Prolog

18 3 0
                                    

Diharapkan menjadi orang berguna oleh orang-orang yang menghancurkan semuanya, apa kamu tahu bagaimana rasanya?
Dituntut menjadi orang yang baik oleh orang-orang yang selalu mencontohkan hal buruk, apa kamu akan menurutinya?
Iya, aku tahu, di dalam hidup, di dunia ini, tidak ada yang sempurna. Mustahil bagi seseorang manusia untuk menjadi sempurna. Tapi apa harus, maksudnya, perkataan dengan perbuatan itu tidak sesuai. Omongan dengan tingkah laku tidak sama.
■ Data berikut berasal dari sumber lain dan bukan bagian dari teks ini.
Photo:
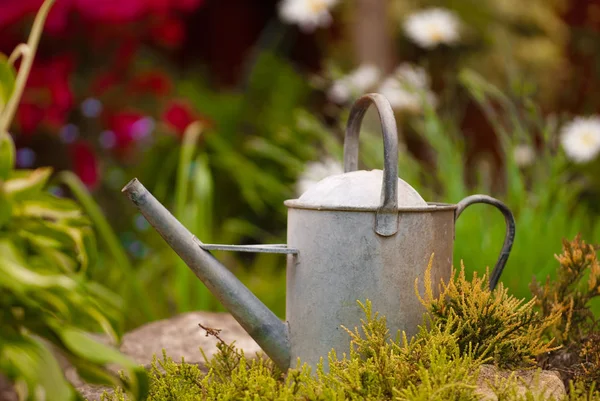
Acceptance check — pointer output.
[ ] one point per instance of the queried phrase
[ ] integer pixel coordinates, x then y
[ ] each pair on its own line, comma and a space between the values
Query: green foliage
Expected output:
431, 366
466, 326
493, 324
571, 293
46, 301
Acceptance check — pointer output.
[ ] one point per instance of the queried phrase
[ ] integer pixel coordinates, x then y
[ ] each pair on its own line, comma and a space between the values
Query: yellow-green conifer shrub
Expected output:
576, 284
571, 293
493, 324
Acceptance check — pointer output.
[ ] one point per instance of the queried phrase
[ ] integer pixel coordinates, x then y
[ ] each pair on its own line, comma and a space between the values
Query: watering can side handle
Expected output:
387, 215
510, 230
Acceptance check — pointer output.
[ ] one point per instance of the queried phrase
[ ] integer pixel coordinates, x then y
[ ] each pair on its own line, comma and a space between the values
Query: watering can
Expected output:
353, 236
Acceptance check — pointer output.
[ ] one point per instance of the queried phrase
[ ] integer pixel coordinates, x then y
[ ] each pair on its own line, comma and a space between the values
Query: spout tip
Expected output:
135, 191
130, 185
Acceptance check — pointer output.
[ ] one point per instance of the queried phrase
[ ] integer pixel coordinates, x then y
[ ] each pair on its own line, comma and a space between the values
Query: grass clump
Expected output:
577, 285
490, 323
465, 327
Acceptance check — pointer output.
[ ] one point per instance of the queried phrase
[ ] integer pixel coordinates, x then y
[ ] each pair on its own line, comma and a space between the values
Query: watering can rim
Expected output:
430, 207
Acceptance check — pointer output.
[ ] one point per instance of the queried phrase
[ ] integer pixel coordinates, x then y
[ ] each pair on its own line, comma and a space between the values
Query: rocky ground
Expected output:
181, 336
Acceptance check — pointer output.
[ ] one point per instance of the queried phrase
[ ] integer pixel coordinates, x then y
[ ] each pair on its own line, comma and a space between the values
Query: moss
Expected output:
466, 326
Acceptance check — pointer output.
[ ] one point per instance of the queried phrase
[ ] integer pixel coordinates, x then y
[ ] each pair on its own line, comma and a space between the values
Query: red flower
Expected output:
128, 127
153, 82
187, 5
85, 163
12, 11
29, 116
112, 11
48, 97
169, 32
103, 83
179, 115
166, 5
Apa memang semua orang hanya bisa mengucapkan kata-kata indah, merangkainya, tapi ketika dilaksanakan dalam kehidupan sehari-hari tidak bisa?
Siapa yang harus aku percaya? Omongan siapa yang bisa aku pegang? Ayah dan ibuku saja tidak bisa kupercayai. Omongan mereka tidak bisa kupegang.
Ayahku pernah berkata, ‘Suatu saat kamu akan menjadi milik orang lain. Kamu akan hidup dan dihidupi oleh orang lain. Maka carilah lelaki yang bertanggung jawab. Yang baik. Yang tidak menyakitimu apalagi memukulmu.’ Tapi pada kenyataannya, dia sendiri sering membohongi ibu. Dia sering menyakiti, membuat ibu menangis, bahkan badan ibu tidak satu dua kali terlihat memar.
Begitu juga dengan ibu, dia pernah mengatakan, ‘Jangan pernah menangis hanya karena lelaki. Jangan pernah bertahan kalau diri sendiri merasa tersakiti.’ Dan? Iya, kenyataannya tidak seperti itu. Ibu berkali-kali menahan ayah, ibu berkali-kali juga memaafkan ayah. Meski sekarang mereka sudah benar-benar pisah.
Sekarang, aku memilih tinggal bersama ibu. Hidup dalam kemewahan, tapi tidak merasakan bahagia, tenang, buat apa? Iya, kan?
Aku selalu merasa sendiri. Sudah lama, bahkan sebelum ke dua orang tuaku pisah secara sah. Entah dunia yang bagaimana yang mereka huni, sesampai aku merasa dilupakan dan diabaikan.
Kalau bicara baik, ibu dan ayah sangat baik. Apa yang aku mau pasti akan terpenuhi dalam sekejap. Tapi lagi dan lagi, bukankah untuk membuat anaknya merasa bahagia dan senang orang tua cukup memberikan kasih sayang dan waktunya?
Hidup memang rumit, ibu juga pernah mengatakan demikian.
“Hidup itu rumit seperti kita bermain rubik. Dan yang harus bertanggung jawab atas hidup kita adalah diri sendiri. Ketika kita berani mengacak rubik, kita juga harus berani untuk merapikannya. Sesekali boleh minta tolong orang lain.”